Developing drugs is an expensive and time-consuming process. However, the advent of artificial intelligence (AI) has opened up a world of possibilities when it comes to speeding up drug development.
How does the process start?
The drug development process begins with target identification and validation. A target is a biological molecule (usually a gene or protein) that the drug binds directly to in order to function. The vast majority of targets are proteins. Only proteins with ideal sites where drugs can move and dock to achieve their goals are druggable proteins.
Target proteins are identified during the discovery phase, and the sequence of the target protein is entered into a computer, which searches for the best-matching drug from a library of millions of small molecules whose structures are stored in the computer. This process assumes that the target protein and drug structures are known. If not, the computer uses the model to understand which sites the drug can bind to. This discovery process avoids time-consuming laboratory experiments that require expensive chemicals and reagents and have high failure rates. Once a suitable protein target and its drug are identified, research advances to the preclinical stage, where potential drug candidates are tested for drug safety and toxicity outside of living systems using cells and animals. . After this, as part of the clinical phase, the drug is tested in a small number of human patients before being used in a larger number of patients to confirm efficacy and safety. Finally, the drug will go through regulatory approval, marketing, and post-market surveillance stages. Due to high failure rates, the discovery stage limits the number of drugs that move into the preclinical and clinical stages.

How can AI aid this process?
AI has the potential to revolutionize target discovery and understanding drug-target interactions by significantly reducing time, increasing the accuracy of predicting interactions between drugs and their targets, and saving costs. is hidden. The development of two AI-based predictive tools, AlphaFold and RoseTTAFold, developed by Google company DeepMind and researchers at the University of Washington, USA, respectively, has led to major scientific advances in the field of computing over the past four years. drug development. Both tools are based on deep neural networks. This tool's neural network uses a large amount of input data to produce the desired output, namely his three-dimensional structure of the protein. The recently released new avatars of AlphaFold and RoseTTAFold, called AlphaFold 3 (co-developed by DeepMind spin-off Isomorphic Labs) and RoseTTAFold All-Atom, respectively, take the functionality of these tools to a whole new level. The key difference between the upgraded version and the previous version is that it can predict not only the static structure of proteins and protein-protein interactions, but also the structure and interactions (including modifications) of any combination of proteins, DNA, and RNA. small molecules and ions. In addition, the new version uses a generative-diffusion-based architecture (a type of AI model) to predict structural complexes. In a test with 400 interactions between a target and its small molecule drug, AlphaFold 3 accurately predicted interactions 76% of the time, compared to 40% for RoseTTAFold All-Atom.

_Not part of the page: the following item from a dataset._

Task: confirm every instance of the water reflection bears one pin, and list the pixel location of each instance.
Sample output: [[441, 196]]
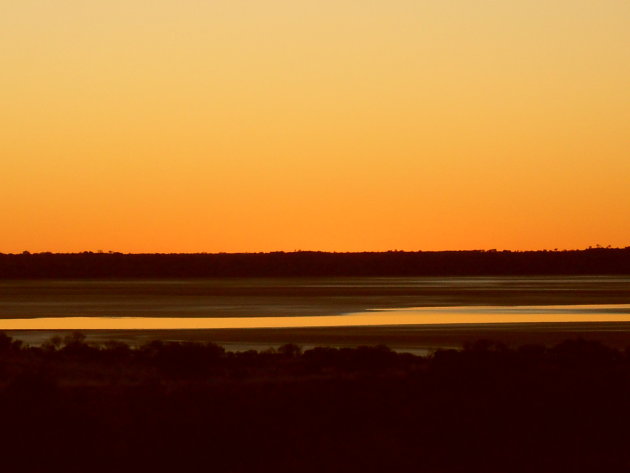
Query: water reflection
[[387, 317]]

What are the disadvantages?
Despite all the promise and potential in drug development, AI tools have limitations. For example, this tool can provide up to 80% accuracy in predicting interactions (with significantly lower accuracy in predicting protein-RNA interactions). Second, this tool can only support a single step of drug development, target discovery, and drug-target interaction. They will still need to go through preclinical and clinical development stages, and there is no guarantee that AI-derived molecules will be successful at these stages. Third, one of the challenges of diffusion-based architectures is model illusion. In this case, the tool produces inaccurate or non-existent predictions due to insufficient training data. Finally, unlike previous versions of AlphaFold, DeepMind has not released the code for his AlphaFold 3, limiting its independent validation, widespread availability, and use for protein and small molecule interaction studies. doing.
What about India?
Developing new AI tools for drug development requires large-scale computing infrastructure, especially one with high-speed graphics processing units (GPUs) to perform multiple tasks in long sequences. GPU chips are expensive and have a short shelf life as hardware manufacturers produce newer, faster chips each year. India needs such massive computing infrastructure. This, in addition to the lack of skilled AI scientists unlike in the US and China, has meant that Indian researchers have not been ahead of the curve in developing AI tools for drug development, despite India's rich history with proteins. This is the second reason why profits could not be established. X-ray crystallography, modeling, and other areas of structural biology. However, with a growing number of pharmaceutical companies, India could take the lead in applying AI tools in target discovery, identification, and drug testing.
Binay Panda is a professor at JNU, New Delhi and posts at @ganitlabs.